Comments (1)
Dear @Bio-MingChen,
Thanks a lot for your interest in our work. And do not be sorry for asking the questions. I am glad to help, If I am able to.
Regarding the Circle-Map Repeats algorithm:
Many circular DNA are formed by the homologous recombination machinery from direct repeats of the genome. This circles are very hard to detect as the reads from the breakpoint align to too many genomic regions. Hence, split reads and discordant reads are not a good signal to detect them, as they fail to align well. Instead, we can take advantage of the fact that reads formed from repetitive circular DNA will align to too many places. Reads with multiple alignments will allow us to approximate the boundaries of the breakpoints.
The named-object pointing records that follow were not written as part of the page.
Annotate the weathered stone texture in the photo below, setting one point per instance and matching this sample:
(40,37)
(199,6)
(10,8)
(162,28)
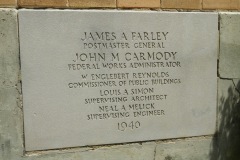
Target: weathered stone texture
(138,3)
(43,3)
(181,4)
(92,3)
(11,122)
(189,149)
(8,3)
(229,63)
(221,4)
(228,120)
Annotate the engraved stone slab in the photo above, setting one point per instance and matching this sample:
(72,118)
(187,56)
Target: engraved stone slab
(104,77)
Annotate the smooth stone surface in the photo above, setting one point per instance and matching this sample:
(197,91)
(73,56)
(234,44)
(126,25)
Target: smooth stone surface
(229,62)
(189,149)
(56,115)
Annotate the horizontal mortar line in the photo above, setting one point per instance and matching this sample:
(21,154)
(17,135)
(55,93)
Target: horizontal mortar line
(95,147)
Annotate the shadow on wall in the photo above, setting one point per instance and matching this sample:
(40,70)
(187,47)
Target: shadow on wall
(226,145)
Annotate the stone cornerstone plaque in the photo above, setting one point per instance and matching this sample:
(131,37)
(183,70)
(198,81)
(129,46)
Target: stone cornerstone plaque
(104,77)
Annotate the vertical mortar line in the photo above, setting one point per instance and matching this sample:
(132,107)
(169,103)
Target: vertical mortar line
(218,75)
(20,83)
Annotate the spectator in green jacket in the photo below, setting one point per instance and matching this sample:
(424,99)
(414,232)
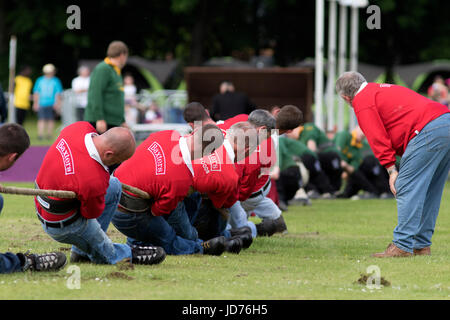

Then, we can use read coverage within the circle coordinates as a hard filter to get a robust set of repetitive DNA calls.
Regarding:
how should I combine Repeats and Realign these two commands to eccDNA calling?
You can just concatenate the files. They might be a bit redundant, but based on my experience they are not.
Regarding:
I find a words that circular DNA interval overlapping more than 50% will be merged iterablely in the article on Nucleic acid Research,how this process is implimented?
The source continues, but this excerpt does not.